Si j’en ai le courage, je reviendrais plus tard sur une question qui me semble assez centrale, cette tension redoutable que la pandémie manifeste entre deux figures radicales : le “citoyen responsable” (altruiste) et l’hyper-individu “autonome”. Un mot cependant :
En réalité, ces deux idéaux-types ne se trouvent que rarement incarnés, chacun d’entre nous participant plus ou moins de l’un plus ou moins de l’autre – et c’est la raison pour laquelle nous éprouvons des conflits intérieurs, des dilemmes moraux, des scrupules etc (ce qui est d’une grande valeur, mais aussi bouleversant et angoissant : pas étonnant donc que nombre d’entre nous s’efforcent d’expulser ce conflit intérieur en le projetant dans le monde, pour mieux trancher d’un côté ou de l’autre,en désignant des ennemis à détruire, plutôt que de se confronter en âme et conscience, comme on disait naguère, à ses propres démons)

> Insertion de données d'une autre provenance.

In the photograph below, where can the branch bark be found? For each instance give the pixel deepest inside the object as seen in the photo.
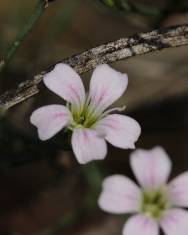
(123, 48)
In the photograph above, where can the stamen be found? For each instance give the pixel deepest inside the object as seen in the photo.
(119, 109)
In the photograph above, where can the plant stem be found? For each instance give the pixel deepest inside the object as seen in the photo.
(10, 51)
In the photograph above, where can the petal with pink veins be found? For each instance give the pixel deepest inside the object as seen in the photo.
(66, 83)
(106, 86)
(88, 145)
(178, 190)
(151, 167)
(50, 120)
(141, 225)
(175, 222)
(121, 131)
(119, 195)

C’est là tout le paradoxe d’un gouvernement à tendance ultralibérale, qui nourrit et berce les populations d’une propagande en faveur de la libre entreprise individuelle, exige de chacun l’autonomie (même des plus défavorisés), vante les mérites et récompense l’individu hyper-connecté, mais qui, désormais, en appelle à la conscience civique et la responsabilité collective.
Il n’y a guère à s’étonner que ce discours soit inaudible pour une partie de la population qui a adhéré, de gré ou de force, consciemment ou pas, à ce mythe de l’individu autonome, de l’indépendance absolue, par laquelle chacun ayant sa chance dans une compétition infinie accepte sans sourciller les inégalités du moment qu’il est à même de poursuivre des fins purement égoïstes sans scrupule moral.

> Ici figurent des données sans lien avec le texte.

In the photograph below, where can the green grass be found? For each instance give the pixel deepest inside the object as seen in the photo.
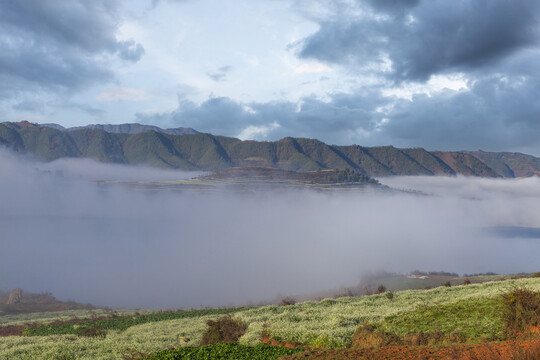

Ce que manifeste en réalité cette crise, c’est l’état de dépendance quasiment absolu dans laquelle se trouvent les soi-disant individus autonomes : le capitalisme généralisé, la privatisation et la marchandisation presque achevées de tout ce qui circule et s’échange, de toutes les ressources, même les plus essentielles, des corps et des esprits eux-mêmes (chacun étant devenu cette petite entreprise, et même pire, une ressource commercialisable, une marchandise négociable), ce système capitaliste total cerne, sature et ceinture l’habitant des sociétés contemporaines.

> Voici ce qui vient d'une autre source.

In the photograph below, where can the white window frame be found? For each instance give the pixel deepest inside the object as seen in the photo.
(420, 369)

Avec la pandémie, la propagande du capitalisme ultralibéral est mise à mal, elle apparaît pour ce qu’elle est : une idéologie mensongère, une illusion. La réalité, c’est que nous sommes, tout un chacun, déjà sous perfusion.
Voici, très brièvement décrit, le terrain “anthropologique” sur lequel se déploie cette pandémie. On peut le regretter, rêver d’un monde où les choses auraient pu être différentes. Mais je crains qu’il n’y ait pas d’autres mondes possibles actuellement, et pas non plus dans un futur proche. Sans doute, une tendance social-démocrate plutôt qu’ultralibérale, atténuerait la casse sociale provoquée par cette crise, mais je crains que le mythe de l’autonomie soit désormais bien trop ancré dans l’esprit de la plupart des gens pour qu’une alternative de ce genre revienne sur le devant de la scène (de manière durable). Et demeure la possibilité que cette crise anthropologique débouche sur l’adoubement d’un guide suprême, d’un leader charismatique, censé rétablit l’ordre du monde – à défaut de penser le chaos des esprits.